The brief was filed in response to a pending court case challenging the constitutionality of Argentina's marriage laws on the basis that they discriminate against same-sex couples.
From yesterday's Página/12:
In February 2007, María Rachid and Claudia Castro wanted to marry just as any heterosexual couple might, but the same civil court who had granted them a civil union years before, had to refuse. "I would love to but I can't. The law doesn't allow me", she explained, so the women turned the frustrated [attempt at] marriage into a claim of unconstitutionality against that law, considering it discriminatory. In mid-2007, Judge María Bacigalupo found that the denial had been most correct, which prompted another judicial claim by Rachid and Castro, this time before the Court of Appeals, which also rejected the claim. In this way, it reached the Supreme Court.

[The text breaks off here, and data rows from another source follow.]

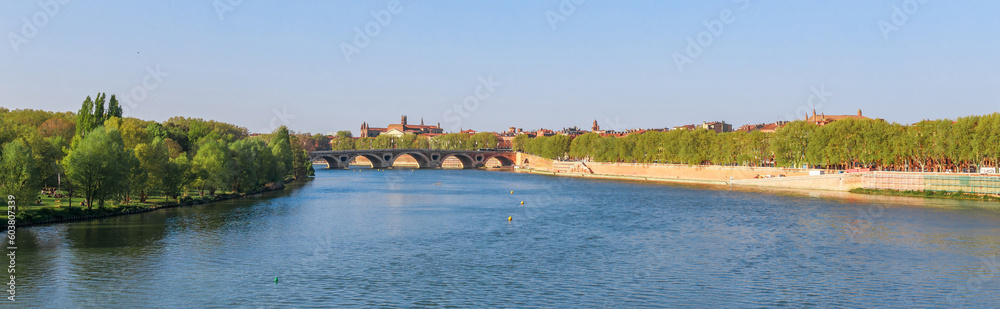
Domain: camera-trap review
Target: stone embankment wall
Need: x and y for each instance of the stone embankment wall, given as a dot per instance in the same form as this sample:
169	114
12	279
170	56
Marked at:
712	174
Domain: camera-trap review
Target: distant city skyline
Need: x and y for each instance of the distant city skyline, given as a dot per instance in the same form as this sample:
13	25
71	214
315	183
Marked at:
328	66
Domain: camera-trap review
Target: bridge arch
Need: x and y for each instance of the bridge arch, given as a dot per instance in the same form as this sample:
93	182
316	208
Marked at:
504	160
422	160
375	159
467	161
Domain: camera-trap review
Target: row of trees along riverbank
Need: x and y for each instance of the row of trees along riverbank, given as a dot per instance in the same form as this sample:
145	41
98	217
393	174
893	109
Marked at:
104	159
930	145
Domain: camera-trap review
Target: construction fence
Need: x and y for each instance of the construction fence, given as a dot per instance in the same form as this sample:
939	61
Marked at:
979	184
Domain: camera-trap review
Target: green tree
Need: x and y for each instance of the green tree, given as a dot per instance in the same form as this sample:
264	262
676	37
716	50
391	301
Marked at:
281	149
343	141
95	166
154	161
212	167
18	174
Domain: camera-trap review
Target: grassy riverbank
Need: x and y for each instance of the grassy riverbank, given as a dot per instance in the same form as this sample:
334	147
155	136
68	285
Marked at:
929	194
48	213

Righi's statement is a response to this claim.The claimants seemed surprised about the brief and expressed limited support to Página/12:
We think that it's favorable because there is an acknowledgement that the State has a debt with same-sex partnerships when rights are concerned, and that this debt should be paid. But, although it seems positive to us, I think that it's not the fairest thing. We believe that the fact we cannot get married makes the law unconstitutional. Our lead objective, really, was that, but - in any case - we thought that this other point of view was possible, which - I repeat - we consider to be very positive.The latest developments follow years in a strategic divide between LGBT rights advocates in Argentina, with some arguing that it's better to fight for a national civil union bill, rather than equal access to 'marriage' rights.
The confounding fact about the Attorney General's brief is that it's uncertain whether it's meant to bolster the rights of lesbian and gay couples or, on the other hand, if it's meant to push the Supreme Court to punt the ball to the legislative body.
Nevertheless, it is certainly a surprising development and I have a feeling it bodes well for same-sex partners in Argentina.